What does he mean? I feel both the rear pockets, and my hands locate something soft in texture and grab it. “You’ve got to be shitting me,” I say as I see the white cotton garment I extract from behind me.
A pair of ripped women’s underwear.
I drop them to the ground.

“I’m outta here, Terry. I can’t get involved.” Roger turns his back and charges down the corridor, and I’m left alone to pack up my personal items. I turn on the computer because I’ll be damned if I’m not taking my client network with me. I open the drawers to find a USB or blank disc to back everything up.

My pens, pencils, and the dragon paperweight are first in the cardboard box. Everyone in this branch has an empty cardboard box stored on top of their filing cabinet in preparation for the day they are given the ‘you have ten minutes to grab your personal items’ spiel. I never thought I would hear those words, even though Phelps has always made it known he doesn’t like me. There’s a coffee mug with a laser printed photo of my kids on it from when Matilda was a newborn, a few books on salesmanship and lastly, there’s the wedding photo of Talissa and me.

The edges of the frame dig into the clamp-like grip of my hands as I stare into the eyes of a younger version of myself and my new bride. When I get home tonight, if I can capture just a fraction of the love sparkling in this snapshot of our magic day, I’ll feel like my life can be rebuilt from the mess it is today. Tears stream down my cheeks because deep down I know I’ve done damage to my marriage that would take a miracle to be forgiven, but never truly erased from our memories.

Phelps storms in. “You have two minutes, arsehole.” His eyes turn to the computer monitor on my desk. “I don’t think so, Terry.” He then pulls the power plug from the back of the desktop unit.

“I built this branch into the powerhouse it is today, you outdated, miniature penis possessor. You just watch me because one day, you’ll be hearing my name out there, and you will rue this day.”

“Rue this day? You people crack me up when you say that.”
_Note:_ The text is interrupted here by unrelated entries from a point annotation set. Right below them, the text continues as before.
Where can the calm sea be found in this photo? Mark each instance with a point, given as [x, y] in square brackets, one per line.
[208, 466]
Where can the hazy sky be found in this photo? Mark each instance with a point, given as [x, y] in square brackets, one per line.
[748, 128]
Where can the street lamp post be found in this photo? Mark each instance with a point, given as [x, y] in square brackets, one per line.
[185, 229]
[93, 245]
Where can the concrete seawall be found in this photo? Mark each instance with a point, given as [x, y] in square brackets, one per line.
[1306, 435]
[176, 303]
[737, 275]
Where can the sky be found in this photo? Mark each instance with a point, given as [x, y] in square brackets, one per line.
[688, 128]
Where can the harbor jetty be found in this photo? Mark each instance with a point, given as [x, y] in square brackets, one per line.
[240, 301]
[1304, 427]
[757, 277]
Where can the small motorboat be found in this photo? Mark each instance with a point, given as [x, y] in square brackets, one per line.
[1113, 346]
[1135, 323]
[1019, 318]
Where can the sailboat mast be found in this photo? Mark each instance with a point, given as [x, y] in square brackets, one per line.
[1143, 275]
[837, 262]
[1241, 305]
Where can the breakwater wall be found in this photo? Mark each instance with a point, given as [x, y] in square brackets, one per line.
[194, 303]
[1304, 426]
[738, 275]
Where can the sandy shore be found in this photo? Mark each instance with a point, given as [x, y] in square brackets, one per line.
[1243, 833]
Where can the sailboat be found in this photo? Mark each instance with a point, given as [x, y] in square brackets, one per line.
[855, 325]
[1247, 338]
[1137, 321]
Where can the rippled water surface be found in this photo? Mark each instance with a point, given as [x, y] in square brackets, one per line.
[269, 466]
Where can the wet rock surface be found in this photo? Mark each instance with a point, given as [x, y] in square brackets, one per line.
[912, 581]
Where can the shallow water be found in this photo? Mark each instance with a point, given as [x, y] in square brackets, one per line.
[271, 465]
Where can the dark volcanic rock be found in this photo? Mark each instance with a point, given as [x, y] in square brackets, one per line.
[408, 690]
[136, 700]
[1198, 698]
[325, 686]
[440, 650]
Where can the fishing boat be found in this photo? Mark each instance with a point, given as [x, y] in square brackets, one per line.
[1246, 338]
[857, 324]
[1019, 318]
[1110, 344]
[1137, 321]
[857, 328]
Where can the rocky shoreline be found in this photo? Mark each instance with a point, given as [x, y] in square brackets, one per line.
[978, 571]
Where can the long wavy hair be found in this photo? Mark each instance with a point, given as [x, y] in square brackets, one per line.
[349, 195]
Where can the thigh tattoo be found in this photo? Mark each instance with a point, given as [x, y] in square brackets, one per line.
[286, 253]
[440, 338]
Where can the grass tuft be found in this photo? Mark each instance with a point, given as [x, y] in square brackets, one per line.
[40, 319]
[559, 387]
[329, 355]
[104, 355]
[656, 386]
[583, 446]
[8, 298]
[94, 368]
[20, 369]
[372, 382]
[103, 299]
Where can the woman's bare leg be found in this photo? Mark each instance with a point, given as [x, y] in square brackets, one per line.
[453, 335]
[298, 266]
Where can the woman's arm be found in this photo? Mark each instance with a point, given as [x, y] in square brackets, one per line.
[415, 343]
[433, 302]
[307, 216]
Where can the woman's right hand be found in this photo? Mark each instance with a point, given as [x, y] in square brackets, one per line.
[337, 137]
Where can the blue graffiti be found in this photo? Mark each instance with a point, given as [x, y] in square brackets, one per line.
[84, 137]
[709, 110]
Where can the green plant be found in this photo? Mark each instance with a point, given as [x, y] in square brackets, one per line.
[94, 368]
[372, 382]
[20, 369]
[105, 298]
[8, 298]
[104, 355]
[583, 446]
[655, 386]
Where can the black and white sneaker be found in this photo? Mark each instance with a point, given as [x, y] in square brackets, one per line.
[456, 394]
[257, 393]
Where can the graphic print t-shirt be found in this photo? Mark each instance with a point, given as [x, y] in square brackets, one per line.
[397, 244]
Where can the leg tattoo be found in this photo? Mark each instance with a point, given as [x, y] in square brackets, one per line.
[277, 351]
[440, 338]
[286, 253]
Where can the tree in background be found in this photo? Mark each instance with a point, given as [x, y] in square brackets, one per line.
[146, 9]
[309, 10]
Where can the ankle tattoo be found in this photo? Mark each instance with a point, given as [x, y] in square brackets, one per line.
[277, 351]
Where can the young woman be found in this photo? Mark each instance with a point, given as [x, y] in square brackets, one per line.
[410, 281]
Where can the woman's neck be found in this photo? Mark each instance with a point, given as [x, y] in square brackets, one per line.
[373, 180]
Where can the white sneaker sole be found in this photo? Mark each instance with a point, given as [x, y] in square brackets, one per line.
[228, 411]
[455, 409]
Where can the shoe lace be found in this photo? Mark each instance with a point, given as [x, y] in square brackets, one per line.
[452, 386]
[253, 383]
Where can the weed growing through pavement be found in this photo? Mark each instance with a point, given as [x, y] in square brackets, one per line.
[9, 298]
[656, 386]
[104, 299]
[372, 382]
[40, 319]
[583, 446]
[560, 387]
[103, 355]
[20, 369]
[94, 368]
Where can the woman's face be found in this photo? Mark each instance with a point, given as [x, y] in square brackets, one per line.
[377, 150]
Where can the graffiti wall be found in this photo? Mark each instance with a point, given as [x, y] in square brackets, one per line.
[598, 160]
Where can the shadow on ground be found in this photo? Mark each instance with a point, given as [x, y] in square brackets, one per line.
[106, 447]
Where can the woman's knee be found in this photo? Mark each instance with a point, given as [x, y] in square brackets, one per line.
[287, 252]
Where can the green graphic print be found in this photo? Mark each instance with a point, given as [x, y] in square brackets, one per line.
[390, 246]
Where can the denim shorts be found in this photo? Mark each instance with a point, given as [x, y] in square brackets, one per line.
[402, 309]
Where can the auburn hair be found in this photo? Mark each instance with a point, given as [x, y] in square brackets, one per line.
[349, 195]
I pick up my box and walk out of the office I had spent the last fifteen years working in—and didn’t look back. How will I get home and what do I tell my wife? I can feel everyone’s eyes on me as I walk through the corridor and then to the front door, taking a left towards the train station.

 

* * * * *

 

Sitting on the
train, going who knows where, I see so many faces filled with a shared feeling of torture bearing the mundane existence of travel via public transport. Maybe all of us who drive our cars each day to and from work share the same look. Are any of us truly happy with our lives, going to and from jobs and paying money to live in houses we’ll spend our whole working life to pay off? And what about those who work hard in jobs that pay shit who’ll never own anything? How many of us love what we do and do what we love?
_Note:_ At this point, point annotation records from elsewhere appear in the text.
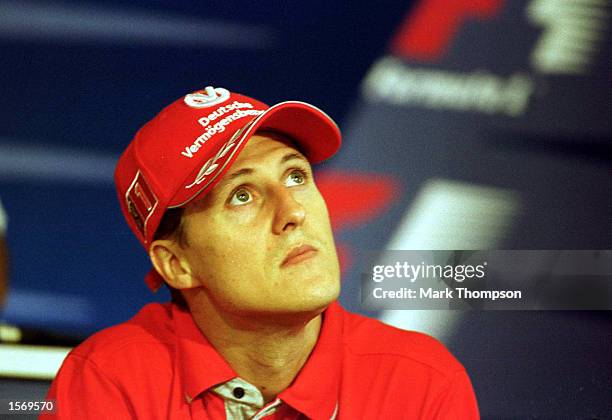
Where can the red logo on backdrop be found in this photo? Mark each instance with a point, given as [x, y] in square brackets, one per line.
[140, 201]
[428, 31]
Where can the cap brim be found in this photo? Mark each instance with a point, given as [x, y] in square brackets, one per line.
[314, 132]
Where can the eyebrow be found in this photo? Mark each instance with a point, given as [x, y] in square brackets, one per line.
[245, 171]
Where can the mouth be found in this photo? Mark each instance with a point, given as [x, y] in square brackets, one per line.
[299, 254]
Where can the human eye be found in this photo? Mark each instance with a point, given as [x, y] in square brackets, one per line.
[296, 177]
[240, 197]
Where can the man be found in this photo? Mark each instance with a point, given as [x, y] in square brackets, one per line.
[219, 189]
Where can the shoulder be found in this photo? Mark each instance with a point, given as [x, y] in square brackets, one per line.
[369, 338]
[148, 333]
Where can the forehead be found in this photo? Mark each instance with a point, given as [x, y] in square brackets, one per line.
[264, 144]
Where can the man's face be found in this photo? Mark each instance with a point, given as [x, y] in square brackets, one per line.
[261, 240]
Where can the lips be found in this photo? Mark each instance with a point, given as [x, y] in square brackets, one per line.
[299, 254]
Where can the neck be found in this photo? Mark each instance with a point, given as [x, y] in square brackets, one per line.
[262, 351]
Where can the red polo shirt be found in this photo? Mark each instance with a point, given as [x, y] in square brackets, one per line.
[158, 365]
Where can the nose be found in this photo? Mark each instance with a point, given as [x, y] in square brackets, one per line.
[289, 213]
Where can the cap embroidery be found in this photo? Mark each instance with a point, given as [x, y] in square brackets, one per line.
[211, 164]
[208, 97]
[141, 202]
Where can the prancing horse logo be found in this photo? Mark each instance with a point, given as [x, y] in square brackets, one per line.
[207, 97]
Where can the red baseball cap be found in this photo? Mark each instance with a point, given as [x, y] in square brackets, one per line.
[186, 149]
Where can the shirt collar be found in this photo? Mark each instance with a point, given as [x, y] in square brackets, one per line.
[314, 392]
[200, 364]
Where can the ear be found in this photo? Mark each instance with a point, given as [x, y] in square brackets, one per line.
[169, 260]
I need to shut my brain off for a while. The more tired I am, the more my mind spins around these ideas that do nothing to repair my damaged thinking. But the reality is my life is pretty fucked up right now and the blame lies fully with me.

I look at the window next to my head. In the reflection is a woman with long flowing blonde hair with an evil grin on her lips. I spin my head around and spy the seats to my left, but there is no sign of her. My head’s playing tricks on me, and I’m ill-equipped right at this moment to battle it.

I close my eyes allowing the random images I can’t filter out to dance in my mud-clouded mind. My body aches, my cheeks are sore from Emily’s slaps, and my sore knuckles let me know I haven’t had a fistfight since my teens, and with good reason. The cheap vinyl seat aids in my bum’s numbness and a loose spring digs into my back, but none of these factors can prevent me from blanking out.

 

* * * * *  

 

It’s only early
in the afternoon when the train reaches the end of the line, and a random stranger wakes me. I know I’ve been asleep, but I don’t remember any dreams, and I check my watch and see that two hours have passed since I first boarded this train. I could be anywhere. I know nothing about how far along they travel nor how long they take to get there.